By all measures it's widespread impact was a devastating blow to the Houston area, Harris County and surrounding counties. It dropped between 36 and 52 inches along the Texas coast over 5 days, exceeding all rainfall records, with up to 20 inches in a day. However, two earlier events from 2015 and 2016 also brought widespread flooding to many parts of Houston. Most bayous during Harvey were over bank by as much as 10 ft, and flooded an estimated 136000 homes in Harris county alone, greatly exceeding the TS Allison impact of 2001.

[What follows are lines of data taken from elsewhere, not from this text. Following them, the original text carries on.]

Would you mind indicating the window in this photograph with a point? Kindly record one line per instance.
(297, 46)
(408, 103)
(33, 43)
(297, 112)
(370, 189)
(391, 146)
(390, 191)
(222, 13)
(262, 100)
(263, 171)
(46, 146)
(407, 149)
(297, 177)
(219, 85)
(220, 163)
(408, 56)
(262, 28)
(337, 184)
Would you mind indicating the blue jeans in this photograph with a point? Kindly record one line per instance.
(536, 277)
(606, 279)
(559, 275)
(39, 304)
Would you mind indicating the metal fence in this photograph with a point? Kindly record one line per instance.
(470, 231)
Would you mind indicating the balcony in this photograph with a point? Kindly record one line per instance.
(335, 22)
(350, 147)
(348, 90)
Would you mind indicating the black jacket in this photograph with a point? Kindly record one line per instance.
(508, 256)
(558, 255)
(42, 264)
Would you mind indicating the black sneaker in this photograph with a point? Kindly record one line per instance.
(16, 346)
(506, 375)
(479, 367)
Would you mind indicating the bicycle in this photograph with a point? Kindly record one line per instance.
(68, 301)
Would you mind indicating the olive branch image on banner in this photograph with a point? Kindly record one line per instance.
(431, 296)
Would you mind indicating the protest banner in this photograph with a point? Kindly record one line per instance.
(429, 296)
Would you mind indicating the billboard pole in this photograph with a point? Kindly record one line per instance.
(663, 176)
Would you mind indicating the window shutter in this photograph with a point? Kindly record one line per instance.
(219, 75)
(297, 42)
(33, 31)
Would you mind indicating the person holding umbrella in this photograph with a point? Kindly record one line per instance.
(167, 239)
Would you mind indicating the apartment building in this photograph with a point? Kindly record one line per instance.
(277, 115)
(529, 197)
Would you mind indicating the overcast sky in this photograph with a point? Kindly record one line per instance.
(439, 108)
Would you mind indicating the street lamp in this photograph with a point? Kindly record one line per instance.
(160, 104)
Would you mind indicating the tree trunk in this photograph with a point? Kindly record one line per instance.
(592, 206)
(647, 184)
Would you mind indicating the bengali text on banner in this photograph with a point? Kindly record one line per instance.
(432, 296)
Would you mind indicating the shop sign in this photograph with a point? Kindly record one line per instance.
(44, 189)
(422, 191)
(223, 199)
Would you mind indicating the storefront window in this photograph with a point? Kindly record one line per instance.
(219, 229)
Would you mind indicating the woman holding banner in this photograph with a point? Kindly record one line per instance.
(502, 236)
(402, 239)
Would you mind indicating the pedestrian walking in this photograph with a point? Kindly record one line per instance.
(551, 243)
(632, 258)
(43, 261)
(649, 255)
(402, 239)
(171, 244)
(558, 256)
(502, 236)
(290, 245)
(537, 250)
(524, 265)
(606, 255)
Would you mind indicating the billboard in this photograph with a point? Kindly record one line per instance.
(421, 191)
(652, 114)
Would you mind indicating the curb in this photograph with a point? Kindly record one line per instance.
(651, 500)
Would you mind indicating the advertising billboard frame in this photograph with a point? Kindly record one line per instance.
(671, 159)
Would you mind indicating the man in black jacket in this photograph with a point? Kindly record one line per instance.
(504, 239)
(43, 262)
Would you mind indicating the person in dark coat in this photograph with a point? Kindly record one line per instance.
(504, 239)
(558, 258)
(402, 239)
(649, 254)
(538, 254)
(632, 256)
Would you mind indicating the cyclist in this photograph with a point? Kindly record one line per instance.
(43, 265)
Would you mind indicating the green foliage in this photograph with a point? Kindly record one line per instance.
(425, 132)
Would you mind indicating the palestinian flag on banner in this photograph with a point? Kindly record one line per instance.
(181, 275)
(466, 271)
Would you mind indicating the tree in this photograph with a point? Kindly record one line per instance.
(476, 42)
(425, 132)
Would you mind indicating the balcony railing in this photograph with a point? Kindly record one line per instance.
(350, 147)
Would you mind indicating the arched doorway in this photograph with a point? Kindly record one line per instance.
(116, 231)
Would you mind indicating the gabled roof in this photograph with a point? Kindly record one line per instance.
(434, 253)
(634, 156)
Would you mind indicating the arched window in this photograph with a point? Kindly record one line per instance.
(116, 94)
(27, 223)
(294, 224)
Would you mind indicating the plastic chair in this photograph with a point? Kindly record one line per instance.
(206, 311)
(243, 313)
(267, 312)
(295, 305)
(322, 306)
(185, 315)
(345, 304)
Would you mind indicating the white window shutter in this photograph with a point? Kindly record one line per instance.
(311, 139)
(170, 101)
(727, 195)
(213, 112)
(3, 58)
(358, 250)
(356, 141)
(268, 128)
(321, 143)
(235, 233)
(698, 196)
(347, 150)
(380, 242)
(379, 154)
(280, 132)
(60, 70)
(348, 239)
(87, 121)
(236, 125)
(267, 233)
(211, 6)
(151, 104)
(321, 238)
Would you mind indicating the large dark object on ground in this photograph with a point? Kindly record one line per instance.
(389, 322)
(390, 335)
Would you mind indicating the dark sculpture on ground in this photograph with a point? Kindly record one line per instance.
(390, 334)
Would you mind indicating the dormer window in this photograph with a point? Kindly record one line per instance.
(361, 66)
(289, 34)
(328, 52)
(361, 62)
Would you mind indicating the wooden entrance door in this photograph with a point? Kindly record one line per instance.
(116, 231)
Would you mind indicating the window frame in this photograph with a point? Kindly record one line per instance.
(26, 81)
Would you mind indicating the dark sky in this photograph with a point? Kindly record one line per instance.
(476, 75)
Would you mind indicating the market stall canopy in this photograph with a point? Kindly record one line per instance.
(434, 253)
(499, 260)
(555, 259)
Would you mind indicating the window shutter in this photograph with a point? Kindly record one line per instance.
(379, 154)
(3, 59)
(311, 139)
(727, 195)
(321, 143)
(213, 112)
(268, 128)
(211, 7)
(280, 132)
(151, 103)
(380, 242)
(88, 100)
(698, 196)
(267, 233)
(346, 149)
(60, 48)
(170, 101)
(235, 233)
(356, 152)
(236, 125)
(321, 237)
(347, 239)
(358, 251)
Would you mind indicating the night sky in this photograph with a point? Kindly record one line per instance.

 While the area deals with a significant recovery effort, there is a massive call to action on the part of politicians, governmental agencies, and thousands affected by this event. There is concern with the statistical basis of rainfalls and floodplain mapping in Houston. There is a concern about the number and frequency of large floods. Development patterns and styles have come into question, as homes have been either built in 100 yr floodplains or taken into those floodplains over time. Estimates say over 47 % of homes flooded in Allison in 2001 were outside the floodplain. Many homes were built within and behind Addicks/Barker reservoirs, many with no knowledge that they were in harms way (over 8000 were flooded there alone), and flooded as water reached record setting levels.

 New technologies have allowed the measurement and prediction of floods to make great strides since the mid 1990s, (Radar, LiDAR, GIS, hydrologic models, floodplain updates) and the Houston area has benefitted from some of these efforts, but clearly we need to do a better job of educating and warning the public about the inherent risks they face along the Gulf coast. With such a low slope area, watershed models need to be regionalized to represent overland flow more accurately and to address over flow areas.

While the plan forward is daunting, there are a number of positive steps that are occurring and should lead to improved conditions for the future. The community as a whole is having frank discussions about policy changes on storage and detention requirements, needed green infrastructure improvements, and perhaps a third regional reservoir above Addicks. There are calls for better floodplain mapping and perhaps a higher risk standard. Also there is a renewed interest in flood warning systems to better inform the public about risk within specific watersheds. There is still a great deal of suffering out there after Harvey, but the three big floods we have just seen should cause a change in the way Houston expands in the future.